Evaluation using real data is less straightforward since we do not have the ground truth but only noisy signal observations. Fortunately, we were able to use anatomical information from T₁-weighted images, prior knowledge on fiber configurations, prior knowledge on anisotropy image contrast in relation to different tissue types, and high-resolution data to show that the proposed method indeed yields results that are closer to our expectations about the brain.

We have also investigated the effectiveness of interpolation using higher order methods such Lanczos interpolation and B-spline interpolation. The results from these methods, shown in Fig. 16, indicate that these higher-order methods suffer from similar blocking artifacts as vector-based trilinear interpolation. The blocking artifact is due to the noisy nature of the data. When used to interpolate values between the sampling points (with actual signal measurements), these methods yield lower generalized anisotropy values because the interpolated values are computed based on the weighted averages of the measurements at the sampling points, suppressing some noise and at the same time decreasing the anisotropy. However, at the sampling points themselves, no significant averaging is carried out since these methods tend to assign to these points the actual measured values. Since these measured values are noisy, the generalized anisotropy values tend to be higher due to the greater perceived anisotropy stemming from the greater standard deviation of the signal values [refer (21)]. The combination of the brighter voxels with higher anisotropy and darker voxels with lower anisotropy voxels causes the blockiness. Given the greater flexibility of these higher-order interpolation methods, they might be susceptible to the effect of noise, and might not necessarily perform better than lower-order methods.

Figure 16. Higher-Order Interpolation.

Comparison of A) the proposed method and B) vector-based trilinear interpolation with C) Lanczos interpolation, D) third-order B-spline interpolation, and E) fourth-order B-spline interpolation.
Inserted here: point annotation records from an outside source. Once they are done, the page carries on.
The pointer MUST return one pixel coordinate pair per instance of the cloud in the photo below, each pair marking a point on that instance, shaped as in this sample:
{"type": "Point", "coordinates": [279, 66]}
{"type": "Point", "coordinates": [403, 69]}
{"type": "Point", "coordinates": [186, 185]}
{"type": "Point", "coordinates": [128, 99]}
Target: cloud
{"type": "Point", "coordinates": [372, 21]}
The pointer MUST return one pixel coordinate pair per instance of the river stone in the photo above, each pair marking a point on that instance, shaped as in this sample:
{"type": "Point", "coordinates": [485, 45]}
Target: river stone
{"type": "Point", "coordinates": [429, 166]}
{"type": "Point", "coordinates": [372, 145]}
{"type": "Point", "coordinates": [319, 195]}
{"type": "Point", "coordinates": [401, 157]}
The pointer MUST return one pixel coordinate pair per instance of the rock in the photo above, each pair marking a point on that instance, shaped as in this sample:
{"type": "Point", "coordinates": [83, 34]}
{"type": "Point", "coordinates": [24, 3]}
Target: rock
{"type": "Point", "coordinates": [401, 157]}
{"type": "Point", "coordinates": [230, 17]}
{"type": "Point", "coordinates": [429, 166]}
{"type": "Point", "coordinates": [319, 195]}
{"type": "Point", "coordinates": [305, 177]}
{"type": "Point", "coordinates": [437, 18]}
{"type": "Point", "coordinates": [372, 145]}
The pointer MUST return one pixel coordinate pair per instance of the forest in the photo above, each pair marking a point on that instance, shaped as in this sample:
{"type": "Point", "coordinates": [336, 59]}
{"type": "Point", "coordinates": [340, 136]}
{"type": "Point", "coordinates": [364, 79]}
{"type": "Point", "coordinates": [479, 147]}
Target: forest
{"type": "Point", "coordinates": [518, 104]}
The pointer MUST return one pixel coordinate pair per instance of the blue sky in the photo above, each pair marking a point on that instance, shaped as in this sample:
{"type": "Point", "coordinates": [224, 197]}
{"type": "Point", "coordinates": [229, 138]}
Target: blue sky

Clinical studies on neurological disorders, especially those involving white matter, can benefit from the resolution-enhanced data. For example, the increased structural clarity of the resolution enhanced data might be helpful for more accurate differentiation of acute from chronic multiple sclerosis plaques (da Cruz Jr et al., 2011). At systems level, the better tractography results given by our method, as shown in Fig. 14, is helpful for studying the brain connectome (Yap et al., 2010) in relation to growth (Yap et al., 2011a) and disorders (Shi et al., 2012; Wee et al., 2011, 2012). Our algorithm is especially important for enhancing the resolution of pediatric scans, which are normally very poor in terms of spatial resolution due to the relatively smaller brain size. This is aggravated by the fact that tractography on pediatric data is known to be especially difficult and error-prone (Yap et al., 2011c,b), hampering connectivity analysis to be carried out accurately. The improvement yielded by our method is hence important for studies involving target groups such as children.

5. Conclusions

In conclusion, we have presented a technique for effective up-sampling of DWI data, producing results that are free from blocking artifacts and imaging noise while at the same time show excellent structural clarity. Our work prompts the need of a closer examination on the effect of interpolation artifacts on the performance of various DWI algorithms, such as tractography. Future work will be directed at utilizing locally non-linear interpolation strategies to elucidate even finer structural details and to resolve complex fiber configurations, such as branching and kissing.

Highlights.

We present in this work an effective method for up-sampling diffusion-weighted images by using the rich connection architecture of white matter. Our method

• Produces results that are free from blocking artifacts and imaging noise while at same time gives excellent structural clarity.

• Produces resolution enhanced data for all diffusion directions as well as all tissue types.

• Allows the myriad of existing diffusion models to be fitted on the resolution-enhanced diffusion data for multifaceted analysis.